As regard the lung segmentation task, the LungQuant performances compare well with those obtained by Ma et al. [29]. Furthermore, a limitation of the LungQuant v1 software was to be prone to underestimate the amount of lung involvement in more severe cases as visible in Fig. 7. This limitation in the system performance was due to the fact that most cases in the annotated data samples belong to low CT-SS classes. The introduction of a new term in the loss function of the U-net\(_2\) of the LungQuant v2 version helped the system in generating a more linear response with case severity, as visible in Fig. 7 and demonstrated by the smaller MAE obtained. However, more populated and representative samples, which could allow balancing training examples according to the severity of radiological findings, would improve the U-net\(_{2}\) capability to correctly segment larger lesions. Training ML systems on balanced datasets is a crucial point to obtain homogeneous performances that are independent from the severity of the disease. The current lack of a large dataset, fully representative of the underlying population, i.e. collected by paying attention to adequately represent all categories of disease severity, limits the possibility to carry out accurate training of AI-based models.

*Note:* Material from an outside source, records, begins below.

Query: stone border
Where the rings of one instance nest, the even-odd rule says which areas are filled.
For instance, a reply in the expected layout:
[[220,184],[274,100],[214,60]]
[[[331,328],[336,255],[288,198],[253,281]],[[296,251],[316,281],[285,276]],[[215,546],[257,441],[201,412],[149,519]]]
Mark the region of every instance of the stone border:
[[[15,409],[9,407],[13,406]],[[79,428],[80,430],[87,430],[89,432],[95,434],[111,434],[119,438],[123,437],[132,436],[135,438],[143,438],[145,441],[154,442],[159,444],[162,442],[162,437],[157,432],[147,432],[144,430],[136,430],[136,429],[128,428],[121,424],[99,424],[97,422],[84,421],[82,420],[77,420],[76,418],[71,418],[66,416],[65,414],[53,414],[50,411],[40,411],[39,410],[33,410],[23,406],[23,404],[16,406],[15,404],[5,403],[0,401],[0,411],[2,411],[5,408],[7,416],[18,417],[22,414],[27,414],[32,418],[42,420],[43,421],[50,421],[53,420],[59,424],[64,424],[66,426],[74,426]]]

The possibility to access more populated and fully annotated data samples is fundamental to push the performance of image processing models based on DNNs. Learning from data where the characteristics of a heterogeneous population are adequately represented helps the DNN models to reach better and more homogeneous performances on previously unseen examples, i.e. to improve its generalization ability. As a final consideration, this segmentation and quantification work opens the way to lesion characterization studies. The segmentation of lungs and lesions related to COVID-19 pneumonia is a prerequisite to the extraction of radiomic features that can help to distinguish COVID-19 infection from other non-COVID related pneumonia and to develop predictive models of patients’ outcome. In this direction, the work by Fang et al. [28] developed an AI-based method to predict a severity score, which showed the remarkable performance of AUC = 0.813 in predicting the subjects’ intensive care unit admission. To evaluate the capability of our LungQuant2 system to enable the development of predictive models of disease progression and patients’ outcome, the availability of a fully annotated database with phenotypic and clinical information of patients is required. Lastly, the LungQuant segmentation software underwent a clinical validation made on 120 CT scans and its outputs have been compared to the visual assessments of CT images by 14 radiologists coming from five different Italian hospitals [38].